A company that makes video conferencing products replaced one serious security vulnerability with another, despite being warned of the dangers.
AMX Harman, which makes a variety of audio-visual and building control equipment, has patched the problem. But on Thursday SEC Consult, an information security firm in Vienna, revealed what it says is the back story.
Last March, SEC Consult warned AMX that it had found a secret account in certain versions of the NX-1200, an appliance for controlling audio-visual systems.
The hidden account used the username Black Widow, and SEC Consult said it found the password as well by studying the appliance’s authentication procedures.
The credentials can be used to gain broad access to the device, including the web-based management and command line interfaces. A hacker would also be able to capture packets, SEC Consult wrote.
The account appears to have been intentionally created, Johannes Greil, head of SEC Consult Vulnerability Lab, said via email.
“The backdoor is quite critical, because it seems to be deliberate and not some leftover from developers,” he wrote. “The system tries to actively hide it from user management interfaces and the backdoor account even has more privileges than an admin account.”
The finding by SEC Consult is worrying since AMX has a significant government business.

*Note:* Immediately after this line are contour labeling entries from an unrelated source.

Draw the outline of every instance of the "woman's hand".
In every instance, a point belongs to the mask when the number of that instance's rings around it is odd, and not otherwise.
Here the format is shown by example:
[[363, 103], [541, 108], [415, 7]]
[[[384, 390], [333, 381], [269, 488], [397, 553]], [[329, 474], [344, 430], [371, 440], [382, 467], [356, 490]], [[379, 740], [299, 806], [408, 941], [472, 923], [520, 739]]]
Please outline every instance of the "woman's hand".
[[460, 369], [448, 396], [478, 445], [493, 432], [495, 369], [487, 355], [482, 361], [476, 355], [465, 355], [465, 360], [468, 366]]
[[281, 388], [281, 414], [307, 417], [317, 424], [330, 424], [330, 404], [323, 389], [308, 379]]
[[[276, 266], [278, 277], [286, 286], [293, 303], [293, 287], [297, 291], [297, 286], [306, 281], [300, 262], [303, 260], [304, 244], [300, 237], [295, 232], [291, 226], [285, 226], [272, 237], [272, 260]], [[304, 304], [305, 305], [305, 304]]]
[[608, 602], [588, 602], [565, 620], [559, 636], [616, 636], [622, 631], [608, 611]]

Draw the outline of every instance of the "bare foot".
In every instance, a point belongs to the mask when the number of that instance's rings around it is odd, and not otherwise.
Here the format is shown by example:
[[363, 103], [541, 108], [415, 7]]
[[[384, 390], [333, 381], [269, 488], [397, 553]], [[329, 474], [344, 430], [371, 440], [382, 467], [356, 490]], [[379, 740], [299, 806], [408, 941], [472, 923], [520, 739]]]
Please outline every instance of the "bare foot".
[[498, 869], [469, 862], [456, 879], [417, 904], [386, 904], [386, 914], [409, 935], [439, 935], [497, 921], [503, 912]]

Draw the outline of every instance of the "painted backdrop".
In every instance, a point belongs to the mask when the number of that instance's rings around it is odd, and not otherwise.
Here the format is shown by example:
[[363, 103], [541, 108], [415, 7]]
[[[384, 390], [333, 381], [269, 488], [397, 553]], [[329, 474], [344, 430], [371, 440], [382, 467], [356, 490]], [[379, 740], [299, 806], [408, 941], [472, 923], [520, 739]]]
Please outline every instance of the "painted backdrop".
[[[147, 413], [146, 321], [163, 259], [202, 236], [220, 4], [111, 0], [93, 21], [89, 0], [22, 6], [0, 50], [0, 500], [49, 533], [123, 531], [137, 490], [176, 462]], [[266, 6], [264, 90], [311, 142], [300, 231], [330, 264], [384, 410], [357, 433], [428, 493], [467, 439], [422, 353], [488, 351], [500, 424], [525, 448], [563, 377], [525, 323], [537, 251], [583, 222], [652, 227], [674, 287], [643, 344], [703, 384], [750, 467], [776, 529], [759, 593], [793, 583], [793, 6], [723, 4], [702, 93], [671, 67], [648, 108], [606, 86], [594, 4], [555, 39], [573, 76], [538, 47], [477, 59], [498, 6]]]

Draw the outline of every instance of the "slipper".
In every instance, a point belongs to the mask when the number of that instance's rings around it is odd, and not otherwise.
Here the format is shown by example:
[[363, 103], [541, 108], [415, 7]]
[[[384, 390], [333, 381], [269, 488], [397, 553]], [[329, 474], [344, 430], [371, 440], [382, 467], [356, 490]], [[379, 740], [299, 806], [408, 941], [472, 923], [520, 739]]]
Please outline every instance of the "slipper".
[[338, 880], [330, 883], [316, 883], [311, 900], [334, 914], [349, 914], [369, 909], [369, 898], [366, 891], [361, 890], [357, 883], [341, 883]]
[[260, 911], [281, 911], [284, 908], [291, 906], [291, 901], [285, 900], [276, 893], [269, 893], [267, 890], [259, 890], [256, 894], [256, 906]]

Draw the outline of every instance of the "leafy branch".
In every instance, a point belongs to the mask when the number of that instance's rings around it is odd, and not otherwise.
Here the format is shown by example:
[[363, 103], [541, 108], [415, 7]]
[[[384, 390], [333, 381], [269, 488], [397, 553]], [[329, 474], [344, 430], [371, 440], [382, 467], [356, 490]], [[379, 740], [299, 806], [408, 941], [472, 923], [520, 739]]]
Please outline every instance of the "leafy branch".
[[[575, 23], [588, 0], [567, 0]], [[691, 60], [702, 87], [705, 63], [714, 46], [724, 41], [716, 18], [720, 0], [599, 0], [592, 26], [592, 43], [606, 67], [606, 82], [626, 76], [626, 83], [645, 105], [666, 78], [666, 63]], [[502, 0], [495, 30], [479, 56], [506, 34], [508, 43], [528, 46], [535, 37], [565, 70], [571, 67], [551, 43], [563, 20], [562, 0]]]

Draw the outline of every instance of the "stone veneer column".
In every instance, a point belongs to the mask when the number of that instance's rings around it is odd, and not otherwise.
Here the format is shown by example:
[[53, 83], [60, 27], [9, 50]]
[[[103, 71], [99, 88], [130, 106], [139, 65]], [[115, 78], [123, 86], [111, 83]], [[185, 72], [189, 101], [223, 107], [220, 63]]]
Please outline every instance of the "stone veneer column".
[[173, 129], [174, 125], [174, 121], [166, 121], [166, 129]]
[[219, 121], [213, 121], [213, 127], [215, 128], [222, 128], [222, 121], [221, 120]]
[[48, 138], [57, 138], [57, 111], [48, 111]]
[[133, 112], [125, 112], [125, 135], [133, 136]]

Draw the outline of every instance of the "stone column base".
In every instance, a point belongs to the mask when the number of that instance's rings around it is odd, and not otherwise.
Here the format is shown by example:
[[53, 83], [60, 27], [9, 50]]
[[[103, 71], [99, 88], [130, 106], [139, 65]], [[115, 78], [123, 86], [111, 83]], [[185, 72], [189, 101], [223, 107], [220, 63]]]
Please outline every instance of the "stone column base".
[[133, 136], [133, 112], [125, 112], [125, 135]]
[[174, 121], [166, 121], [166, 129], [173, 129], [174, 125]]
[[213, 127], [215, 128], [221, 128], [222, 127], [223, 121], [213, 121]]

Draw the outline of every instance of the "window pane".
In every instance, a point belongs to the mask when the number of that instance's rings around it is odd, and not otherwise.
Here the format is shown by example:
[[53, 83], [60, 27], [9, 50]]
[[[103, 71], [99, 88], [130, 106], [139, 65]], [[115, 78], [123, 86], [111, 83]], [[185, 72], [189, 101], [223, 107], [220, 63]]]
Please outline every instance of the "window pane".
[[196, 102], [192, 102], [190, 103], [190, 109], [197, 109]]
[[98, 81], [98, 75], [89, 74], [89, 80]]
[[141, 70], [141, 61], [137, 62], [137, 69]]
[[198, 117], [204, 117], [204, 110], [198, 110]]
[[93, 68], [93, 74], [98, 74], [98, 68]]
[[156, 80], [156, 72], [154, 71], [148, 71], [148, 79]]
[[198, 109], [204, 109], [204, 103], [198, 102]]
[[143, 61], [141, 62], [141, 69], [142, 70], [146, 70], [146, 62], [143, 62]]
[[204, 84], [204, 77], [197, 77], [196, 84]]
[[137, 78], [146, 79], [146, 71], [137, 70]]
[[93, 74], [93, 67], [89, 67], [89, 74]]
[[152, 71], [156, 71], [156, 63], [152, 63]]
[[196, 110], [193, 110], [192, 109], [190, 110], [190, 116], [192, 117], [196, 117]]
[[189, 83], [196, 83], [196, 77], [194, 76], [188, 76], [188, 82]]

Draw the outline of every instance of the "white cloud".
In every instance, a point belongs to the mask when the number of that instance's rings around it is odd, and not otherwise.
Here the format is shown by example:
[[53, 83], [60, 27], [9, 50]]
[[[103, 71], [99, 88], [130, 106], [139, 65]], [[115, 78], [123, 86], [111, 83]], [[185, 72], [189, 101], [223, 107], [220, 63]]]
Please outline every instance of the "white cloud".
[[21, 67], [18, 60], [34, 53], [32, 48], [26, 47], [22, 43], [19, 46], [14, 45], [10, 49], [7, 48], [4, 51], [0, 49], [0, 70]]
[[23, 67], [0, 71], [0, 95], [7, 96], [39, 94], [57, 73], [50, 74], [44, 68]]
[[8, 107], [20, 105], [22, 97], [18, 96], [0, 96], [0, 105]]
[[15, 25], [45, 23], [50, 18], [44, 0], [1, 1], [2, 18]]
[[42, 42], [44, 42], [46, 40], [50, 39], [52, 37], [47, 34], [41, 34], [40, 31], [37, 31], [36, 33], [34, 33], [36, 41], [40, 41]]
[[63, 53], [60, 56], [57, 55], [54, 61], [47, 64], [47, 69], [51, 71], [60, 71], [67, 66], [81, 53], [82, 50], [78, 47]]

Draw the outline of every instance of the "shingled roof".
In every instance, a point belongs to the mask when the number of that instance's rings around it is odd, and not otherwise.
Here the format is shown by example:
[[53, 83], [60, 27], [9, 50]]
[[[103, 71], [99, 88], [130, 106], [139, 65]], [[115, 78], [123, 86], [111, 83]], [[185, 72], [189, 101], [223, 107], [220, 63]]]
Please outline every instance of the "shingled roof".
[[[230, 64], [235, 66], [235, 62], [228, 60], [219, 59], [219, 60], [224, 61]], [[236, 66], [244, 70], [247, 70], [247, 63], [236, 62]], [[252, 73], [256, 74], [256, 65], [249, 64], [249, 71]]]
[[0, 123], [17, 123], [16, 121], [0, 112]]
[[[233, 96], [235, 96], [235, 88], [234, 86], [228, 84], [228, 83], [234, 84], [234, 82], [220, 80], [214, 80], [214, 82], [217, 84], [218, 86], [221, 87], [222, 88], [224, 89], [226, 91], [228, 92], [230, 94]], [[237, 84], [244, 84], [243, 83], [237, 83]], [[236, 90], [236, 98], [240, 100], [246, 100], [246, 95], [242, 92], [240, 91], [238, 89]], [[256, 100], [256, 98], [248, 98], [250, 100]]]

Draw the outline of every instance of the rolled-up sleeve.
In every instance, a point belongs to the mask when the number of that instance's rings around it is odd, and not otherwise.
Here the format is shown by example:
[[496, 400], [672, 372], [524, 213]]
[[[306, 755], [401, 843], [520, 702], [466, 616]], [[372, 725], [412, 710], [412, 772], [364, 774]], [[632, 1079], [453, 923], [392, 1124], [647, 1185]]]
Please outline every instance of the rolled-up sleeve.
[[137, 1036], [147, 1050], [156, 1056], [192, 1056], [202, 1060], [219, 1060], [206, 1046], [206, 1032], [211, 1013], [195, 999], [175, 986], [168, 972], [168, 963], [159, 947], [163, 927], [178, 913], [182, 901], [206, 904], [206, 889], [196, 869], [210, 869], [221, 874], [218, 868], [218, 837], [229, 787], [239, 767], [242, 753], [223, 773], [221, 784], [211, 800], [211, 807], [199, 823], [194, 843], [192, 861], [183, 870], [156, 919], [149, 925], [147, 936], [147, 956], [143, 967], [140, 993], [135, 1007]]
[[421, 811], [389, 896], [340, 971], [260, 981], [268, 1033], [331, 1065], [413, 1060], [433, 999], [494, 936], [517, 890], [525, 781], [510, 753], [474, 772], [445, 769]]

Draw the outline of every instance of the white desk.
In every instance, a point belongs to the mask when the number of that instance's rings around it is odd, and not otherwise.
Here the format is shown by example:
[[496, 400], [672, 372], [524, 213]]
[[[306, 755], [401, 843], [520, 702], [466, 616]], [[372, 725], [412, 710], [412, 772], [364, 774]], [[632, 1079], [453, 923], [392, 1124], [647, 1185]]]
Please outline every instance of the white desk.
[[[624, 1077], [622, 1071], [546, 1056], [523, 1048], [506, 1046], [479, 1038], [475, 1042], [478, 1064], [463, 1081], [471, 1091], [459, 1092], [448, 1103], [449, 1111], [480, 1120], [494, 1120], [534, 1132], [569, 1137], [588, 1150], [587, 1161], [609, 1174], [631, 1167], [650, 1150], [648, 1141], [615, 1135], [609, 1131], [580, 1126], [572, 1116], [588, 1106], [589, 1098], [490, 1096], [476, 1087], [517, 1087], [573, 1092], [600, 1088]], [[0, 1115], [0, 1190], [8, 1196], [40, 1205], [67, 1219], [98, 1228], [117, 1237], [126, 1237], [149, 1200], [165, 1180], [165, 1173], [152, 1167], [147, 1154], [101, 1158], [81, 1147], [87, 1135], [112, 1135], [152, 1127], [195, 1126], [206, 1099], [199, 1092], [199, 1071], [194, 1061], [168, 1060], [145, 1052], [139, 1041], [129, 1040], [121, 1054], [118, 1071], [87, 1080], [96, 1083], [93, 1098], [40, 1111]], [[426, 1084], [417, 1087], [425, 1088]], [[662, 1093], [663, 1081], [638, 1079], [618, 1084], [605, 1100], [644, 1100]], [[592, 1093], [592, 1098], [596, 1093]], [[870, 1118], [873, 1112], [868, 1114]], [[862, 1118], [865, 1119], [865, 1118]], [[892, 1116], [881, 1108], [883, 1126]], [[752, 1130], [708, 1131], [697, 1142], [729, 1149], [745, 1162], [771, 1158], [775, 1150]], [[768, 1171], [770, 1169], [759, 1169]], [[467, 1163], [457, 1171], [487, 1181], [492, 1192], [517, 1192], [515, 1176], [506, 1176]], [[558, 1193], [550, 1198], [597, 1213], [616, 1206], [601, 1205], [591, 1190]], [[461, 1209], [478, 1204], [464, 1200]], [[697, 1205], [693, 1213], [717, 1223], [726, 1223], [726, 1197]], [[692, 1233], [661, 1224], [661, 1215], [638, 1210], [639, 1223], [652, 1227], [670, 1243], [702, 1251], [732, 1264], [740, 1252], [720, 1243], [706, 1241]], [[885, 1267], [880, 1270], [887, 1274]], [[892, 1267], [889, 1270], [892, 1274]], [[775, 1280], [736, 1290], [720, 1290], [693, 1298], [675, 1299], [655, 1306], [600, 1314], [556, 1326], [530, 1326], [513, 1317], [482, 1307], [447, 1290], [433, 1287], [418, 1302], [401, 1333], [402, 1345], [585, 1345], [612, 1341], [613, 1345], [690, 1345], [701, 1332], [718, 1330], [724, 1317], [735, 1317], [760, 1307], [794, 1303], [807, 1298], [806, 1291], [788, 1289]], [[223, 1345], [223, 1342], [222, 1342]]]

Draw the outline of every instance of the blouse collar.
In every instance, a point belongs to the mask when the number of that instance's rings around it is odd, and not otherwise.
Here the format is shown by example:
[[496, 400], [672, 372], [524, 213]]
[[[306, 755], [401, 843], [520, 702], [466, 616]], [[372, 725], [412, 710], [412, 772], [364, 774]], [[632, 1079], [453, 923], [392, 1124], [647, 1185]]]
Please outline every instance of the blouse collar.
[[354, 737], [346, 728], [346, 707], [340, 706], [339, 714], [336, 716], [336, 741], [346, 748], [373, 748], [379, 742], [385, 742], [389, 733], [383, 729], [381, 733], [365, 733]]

In a photo on its website, it shows a photo of U.S. President Barack Obama with top advisors with the tag line “Room Automation.”
Although it was notified in March, AMX didn’t provide a fix until October. When SEC Consult analyzed the fix, they noticed the “Black Widow” account had simply been changed to a new username.
According to a security brief from AMX, it removed what it called the “debugging account” to prevent a security vulnerability.
SEC Consult said it hasn’t checked to see if the latest fix is effective. It did not release the passwords for either of the hidden accounts.
A more detailed advisory from SEC Consult says that backdoors affect many other products besides the NX-1200. AMX officials could not immediately reached for comment.
Now that the issue has ostensibly been resolved, SEC Consult wrote that its contact at AMX said the company “will be starting a major security initiative.”